Anfangen hat das … ja, wo eigentlich?
-Als ich vor irgendwas über dreißig Jahren diesen Zehnjährigen sah, wie er aus der Straßenbahn heraus die Passanten mit Kirschkernen bespuckte? Ein ziemlich deutsches Kind in der deutschen Provinz (ok., es gab eine Straßenbahn), das ganz sicher noch nie einen Flüchtling gesehen hatte. Wie kam das auf solche Ideen? Und wie kam das, dass alle in der Bahn (und die war voll) sich quasi heimlich tuschelnd aufregten, aber keiner etwas sagte? Inklusive Straßenbahnfahrer, an dessen Stelle ich das Kerlchen rausgeschmissen hätte.
-Als ich vor ein paar Jahren eine junge Friseurin bei ihrer Geschäftseröfnnung sah, wie sie ihrem im (eigens für ihn hin gestellten) Sessel sitzenden Großvater die Hände küsste. Einen kurzen Moment lang dachte ich, dass ich jetzt aufs Händeküssen keinen großen Wert legen, mich aber über etwas Respekt von jüngeren Menschen, insbesondere aus dem Ausland, freuen würde. Diesen Gedanken hätte ich nicht gehabt, wäre mir nicht schon so manch respektloser Umgang untergekommen. (Und dabei rede ich nicht von jenem Südsüdeuropäer, der mir vor Jahren im Büro angekündigt hat, er würde mich aus dem Fenster schmeißen, das der sommerlichen Temperaturen wegen einladend offen stand.)

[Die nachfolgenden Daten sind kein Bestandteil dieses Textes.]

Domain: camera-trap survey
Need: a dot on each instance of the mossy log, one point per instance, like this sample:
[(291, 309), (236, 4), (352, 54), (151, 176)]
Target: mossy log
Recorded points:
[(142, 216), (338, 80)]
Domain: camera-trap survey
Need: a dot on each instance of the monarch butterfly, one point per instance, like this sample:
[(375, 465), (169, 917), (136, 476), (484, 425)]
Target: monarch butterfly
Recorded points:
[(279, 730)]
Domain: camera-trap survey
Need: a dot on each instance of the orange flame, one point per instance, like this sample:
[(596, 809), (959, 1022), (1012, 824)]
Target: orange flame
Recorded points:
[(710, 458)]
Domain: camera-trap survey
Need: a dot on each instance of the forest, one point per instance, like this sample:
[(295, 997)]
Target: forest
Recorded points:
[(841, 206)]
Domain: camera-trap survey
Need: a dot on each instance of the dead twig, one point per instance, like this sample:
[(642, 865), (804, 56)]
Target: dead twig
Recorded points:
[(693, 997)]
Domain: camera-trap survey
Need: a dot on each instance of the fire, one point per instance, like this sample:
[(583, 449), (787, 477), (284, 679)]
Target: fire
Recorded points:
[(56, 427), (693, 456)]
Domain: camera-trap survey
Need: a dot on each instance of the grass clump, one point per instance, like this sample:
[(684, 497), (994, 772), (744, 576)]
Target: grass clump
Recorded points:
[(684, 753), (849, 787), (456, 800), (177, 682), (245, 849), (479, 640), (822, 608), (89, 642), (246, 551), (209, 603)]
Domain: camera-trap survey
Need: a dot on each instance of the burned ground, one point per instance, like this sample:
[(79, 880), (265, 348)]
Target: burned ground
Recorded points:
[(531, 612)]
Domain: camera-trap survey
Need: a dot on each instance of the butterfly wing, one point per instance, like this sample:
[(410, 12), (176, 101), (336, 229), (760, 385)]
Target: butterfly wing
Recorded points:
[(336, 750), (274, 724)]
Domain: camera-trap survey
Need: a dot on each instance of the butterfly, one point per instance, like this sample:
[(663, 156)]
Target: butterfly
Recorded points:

– Als ich erst gestern Abend ein paar Jugendlichen unter meinem Balkon mit ihrem Ghettoblaster klar machte, dass hier Leute wohnen. Und – man höre und staune – erleben durfte, dass sie erschraken, sich entschuldigten und weiterzogen. Sie dachten, dass sei eine abends unbelebte Geschäftsstraße. Kann passieren. Was DARAN so erstaunlich ist? Hm, ich rechne mit solchen Reaktionen seit ein paar Jahren schon nicht mehr. Das grenzte ja an Wohlerzogenheit, die ich im Grunde schwer vermisse.
Man ahnt, dass zwischen diesen Jahren und Jahrzehnten sehr viel mehr liegt als nur diese drei Sachen.
Ich erinnere mich, wie meine Schwester, ihres Zeichens Grundschullehrerin mir vor ein paar Jahren erleichtert kund tat, dass sie „zum Glück!“ aus der ganzen Sache raus sei. Sie hatte ihre „kleinen Süßen“ immer geliebt und die fröhlichen Begebenheiten stets voller Zuneigung zum Besten gegeben.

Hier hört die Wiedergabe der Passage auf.